The Contractual Disclosure Facility (CDF) was introduced on 31 January 2012 and was updated in 2015. COP 9 was also revised on 31 January 2012.
The CDF was introduced to reduce the “tax gap” as a result of serious tax fraud. For many years, serious was determined as being anything where the amount due by a taxpayer was potentially in excess of £500,000 as estimated by HMRC. Whilst HMRC no longer use the term “serious” or such an amount, it is often still used as an unofficial guide.
The CDF process
The CDF is a process with a set sequence of events and its own timeline. As the CDF process follows a civil route (rather than criminal), Code of Practice 9 (COP 9) is followed.
A taxpayer has 60 days to make an Outline Disclosure
Whilst a taxpayer can request the CDF, it is down to HMRC in the first instance to offer a taxpayer the CDF.

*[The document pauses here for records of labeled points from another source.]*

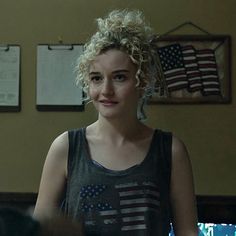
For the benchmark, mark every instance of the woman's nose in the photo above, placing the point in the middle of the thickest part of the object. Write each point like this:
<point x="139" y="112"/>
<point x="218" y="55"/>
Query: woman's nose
<point x="107" y="88"/>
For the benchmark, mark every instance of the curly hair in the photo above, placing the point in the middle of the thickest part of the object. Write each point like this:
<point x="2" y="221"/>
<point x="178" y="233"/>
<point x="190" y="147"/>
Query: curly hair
<point x="127" y="31"/>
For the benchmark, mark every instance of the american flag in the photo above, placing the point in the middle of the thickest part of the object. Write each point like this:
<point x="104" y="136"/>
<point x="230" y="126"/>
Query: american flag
<point x="186" y="67"/>
<point x="135" y="200"/>
<point x="172" y="63"/>
<point x="191" y="67"/>
<point x="209" y="74"/>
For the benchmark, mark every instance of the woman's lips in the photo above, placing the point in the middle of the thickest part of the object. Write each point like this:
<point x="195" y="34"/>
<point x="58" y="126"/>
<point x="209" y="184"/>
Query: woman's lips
<point x="108" y="102"/>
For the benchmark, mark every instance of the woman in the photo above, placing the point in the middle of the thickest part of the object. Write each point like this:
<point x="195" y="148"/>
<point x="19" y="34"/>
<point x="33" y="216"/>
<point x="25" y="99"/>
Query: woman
<point x="120" y="176"/>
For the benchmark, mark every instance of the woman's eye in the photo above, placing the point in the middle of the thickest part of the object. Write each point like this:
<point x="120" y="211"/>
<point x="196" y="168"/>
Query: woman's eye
<point x="96" y="79"/>
<point x="120" y="77"/>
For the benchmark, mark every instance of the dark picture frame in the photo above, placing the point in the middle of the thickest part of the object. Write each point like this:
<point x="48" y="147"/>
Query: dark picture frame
<point x="194" y="69"/>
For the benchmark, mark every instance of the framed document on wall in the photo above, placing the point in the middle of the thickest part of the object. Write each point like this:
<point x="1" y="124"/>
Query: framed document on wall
<point x="56" y="88"/>
<point x="10" y="78"/>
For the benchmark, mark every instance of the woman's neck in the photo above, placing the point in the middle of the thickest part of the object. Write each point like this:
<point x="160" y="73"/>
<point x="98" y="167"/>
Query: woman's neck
<point x="119" y="131"/>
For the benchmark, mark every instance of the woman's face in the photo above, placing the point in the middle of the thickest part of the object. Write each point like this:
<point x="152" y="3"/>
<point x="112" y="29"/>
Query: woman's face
<point x="112" y="84"/>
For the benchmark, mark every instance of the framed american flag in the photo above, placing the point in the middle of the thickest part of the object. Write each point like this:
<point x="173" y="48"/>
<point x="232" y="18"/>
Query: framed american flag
<point x="194" y="69"/>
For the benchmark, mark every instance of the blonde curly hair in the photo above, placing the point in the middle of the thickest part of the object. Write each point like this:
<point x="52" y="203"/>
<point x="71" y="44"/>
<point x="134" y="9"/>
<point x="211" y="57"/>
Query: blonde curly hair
<point x="128" y="31"/>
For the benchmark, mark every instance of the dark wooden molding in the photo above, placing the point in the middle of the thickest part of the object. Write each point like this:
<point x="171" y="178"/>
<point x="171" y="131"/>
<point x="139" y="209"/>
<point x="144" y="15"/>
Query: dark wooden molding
<point x="211" y="209"/>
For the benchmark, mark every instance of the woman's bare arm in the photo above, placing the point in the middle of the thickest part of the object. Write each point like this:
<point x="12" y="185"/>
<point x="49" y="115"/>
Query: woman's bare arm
<point x="182" y="192"/>
<point x="53" y="179"/>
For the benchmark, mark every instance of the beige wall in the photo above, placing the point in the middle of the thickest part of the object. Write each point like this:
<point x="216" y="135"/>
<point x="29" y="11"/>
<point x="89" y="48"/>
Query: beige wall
<point x="208" y="130"/>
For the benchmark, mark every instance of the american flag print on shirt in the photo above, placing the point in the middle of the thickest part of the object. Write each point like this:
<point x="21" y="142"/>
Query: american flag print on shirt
<point x="135" y="200"/>
<point x="191" y="68"/>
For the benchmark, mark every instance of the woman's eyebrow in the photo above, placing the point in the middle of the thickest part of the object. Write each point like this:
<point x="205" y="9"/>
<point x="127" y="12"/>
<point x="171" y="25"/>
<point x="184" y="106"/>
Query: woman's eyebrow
<point x="94" y="73"/>
<point x="120" y="71"/>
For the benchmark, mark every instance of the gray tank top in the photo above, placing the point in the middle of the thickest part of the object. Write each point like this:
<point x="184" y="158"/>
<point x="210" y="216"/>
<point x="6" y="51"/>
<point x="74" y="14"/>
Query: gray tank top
<point x="134" y="201"/>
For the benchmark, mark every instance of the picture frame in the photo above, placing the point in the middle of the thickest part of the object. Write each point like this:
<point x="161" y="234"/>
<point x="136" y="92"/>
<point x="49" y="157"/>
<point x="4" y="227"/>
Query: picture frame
<point x="10" y="78"/>
<point x="193" y="69"/>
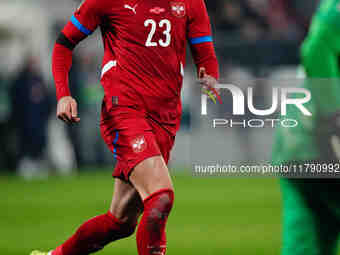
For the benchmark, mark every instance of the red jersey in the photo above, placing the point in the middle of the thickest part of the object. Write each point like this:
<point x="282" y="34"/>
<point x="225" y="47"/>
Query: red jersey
<point x="145" y="50"/>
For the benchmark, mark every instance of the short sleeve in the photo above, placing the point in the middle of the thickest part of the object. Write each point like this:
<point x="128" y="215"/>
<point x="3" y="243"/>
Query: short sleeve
<point x="87" y="17"/>
<point x="199" y="27"/>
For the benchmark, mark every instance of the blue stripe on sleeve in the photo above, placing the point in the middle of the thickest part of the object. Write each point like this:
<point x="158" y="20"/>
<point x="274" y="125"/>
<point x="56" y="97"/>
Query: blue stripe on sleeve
<point x="114" y="144"/>
<point x="202" y="39"/>
<point x="78" y="25"/>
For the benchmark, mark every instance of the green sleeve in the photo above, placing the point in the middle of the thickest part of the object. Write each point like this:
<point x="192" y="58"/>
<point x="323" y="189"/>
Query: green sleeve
<point x="320" y="56"/>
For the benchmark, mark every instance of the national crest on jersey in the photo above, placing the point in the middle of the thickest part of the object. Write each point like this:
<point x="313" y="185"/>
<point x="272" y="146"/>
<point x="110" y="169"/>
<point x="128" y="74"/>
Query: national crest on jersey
<point x="178" y="9"/>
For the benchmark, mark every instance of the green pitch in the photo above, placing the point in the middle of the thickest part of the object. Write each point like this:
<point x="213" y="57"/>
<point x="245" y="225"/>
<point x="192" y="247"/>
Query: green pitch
<point x="211" y="216"/>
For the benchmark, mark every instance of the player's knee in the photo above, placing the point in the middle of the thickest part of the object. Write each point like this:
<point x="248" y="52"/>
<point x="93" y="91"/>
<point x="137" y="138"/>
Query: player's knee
<point x="160" y="207"/>
<point x="127" y="226"/>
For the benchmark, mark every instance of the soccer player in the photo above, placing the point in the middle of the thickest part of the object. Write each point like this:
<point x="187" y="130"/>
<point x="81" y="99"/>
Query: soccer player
<point x="142" y="74"/>
<point x="311" y="207"/>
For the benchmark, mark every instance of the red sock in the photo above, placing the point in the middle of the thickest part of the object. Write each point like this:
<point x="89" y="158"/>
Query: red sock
<point x="151" y="237"/>
<point x="94" y="234"/>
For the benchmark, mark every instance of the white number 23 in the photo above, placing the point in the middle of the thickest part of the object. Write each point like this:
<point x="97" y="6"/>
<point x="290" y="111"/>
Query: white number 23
<point x="167" y="32"/>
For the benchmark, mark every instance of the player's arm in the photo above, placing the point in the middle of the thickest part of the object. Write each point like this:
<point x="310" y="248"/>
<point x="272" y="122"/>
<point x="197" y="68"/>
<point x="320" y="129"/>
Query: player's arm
<point x="202" y="47"/>
<point x="84" y="21"/>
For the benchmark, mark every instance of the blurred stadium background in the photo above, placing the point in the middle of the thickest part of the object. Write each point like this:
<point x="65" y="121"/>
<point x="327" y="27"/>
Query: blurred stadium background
<point x="254" y="38"/>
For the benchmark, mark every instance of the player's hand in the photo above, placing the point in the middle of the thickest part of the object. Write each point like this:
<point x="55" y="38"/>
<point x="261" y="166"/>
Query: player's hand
<point x="67" y="110"/>
<point x="209" y="84"/>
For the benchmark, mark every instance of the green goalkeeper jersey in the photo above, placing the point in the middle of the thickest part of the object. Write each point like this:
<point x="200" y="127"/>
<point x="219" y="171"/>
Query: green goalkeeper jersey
<point x="320" y="54"/>
<point x="329" y="12"/>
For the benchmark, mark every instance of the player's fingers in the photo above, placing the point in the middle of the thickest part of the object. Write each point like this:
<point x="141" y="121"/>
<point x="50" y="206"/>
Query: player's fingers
<point x="75" y="120"/>
<point x="202" y="73"/>
<point x="74" y="109"/>
<point x="68" y="112"/>
<point x="63" y="117"/>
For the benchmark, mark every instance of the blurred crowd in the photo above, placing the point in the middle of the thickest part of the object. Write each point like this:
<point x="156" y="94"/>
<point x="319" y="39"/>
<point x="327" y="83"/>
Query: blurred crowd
<point x="253" y="38"/>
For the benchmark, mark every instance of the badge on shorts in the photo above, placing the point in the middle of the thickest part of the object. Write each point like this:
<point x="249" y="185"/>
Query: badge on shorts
<point x="178" y="9"/>
<point x="138" y="144"/>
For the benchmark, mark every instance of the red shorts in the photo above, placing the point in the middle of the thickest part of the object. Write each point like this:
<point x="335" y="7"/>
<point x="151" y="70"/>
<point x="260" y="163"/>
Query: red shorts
<point x="132" y="137"/>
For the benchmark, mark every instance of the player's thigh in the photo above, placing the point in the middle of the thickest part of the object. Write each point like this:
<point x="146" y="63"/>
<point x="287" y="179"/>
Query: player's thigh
<point x="126" y="203"/>
<point x="151" y="175"/>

A taxpayer has 60 calendar days from the date of the offer letter from HMRC to either to either complete HMRC’s forms and thereby accept the CDF and make a full, written Outline Disclosure to HMRC or reject the offer of the CDF.
What happens next?
HMRC will consider the Outline Disclosure in the light of all the information they hold.
If the Outline Disclosure includes everything already held and therefore known by HMRC, the process will continue and the taxpayer may receive a meeting request from HMRC. At the meeting, HMRC will explain why the meeting has been called and proceed to ask questions in order to clarify and/or amplify the content of the Outline Disclosure.
Whilst the meeting will be scripted and handwritten notes taken by HMRC, it will not be recorded. A copy of the Notes of Meeting will be sent to the taxpayer for their agreement and signature. However there are pros and cons as to whether a taxpayer should sign these or not.
Why is a meeting necessary?
HMRC will want to build upon the content of the Outline Disclosure at a meeting and determine the parameters of what has transpired, perpetrated by which taxpayers and over what period of time.
It is necessary to reach an agreement with HMRC on all the facts affecting the tax payable for the whole of the period under review or the duration of the fraud, whichever is the shorter. This is normally done by the taxpayer commissioning a specialist adviser writing a Disclosure Report on the taxpayer’s behalf.
Once the amount of tax payable is established, interest is calculated from the date the tax was due up to the date the tax is eventually paid At this point in time, the amount of the tax geared penalty is negotiated and agreed.
When all these issues have been agreed, the taxpayer is asked to sign a Settlement with HMRC agreeing to pay the tax, interest and penalty due.
Other than payment, this brings the matter to a close.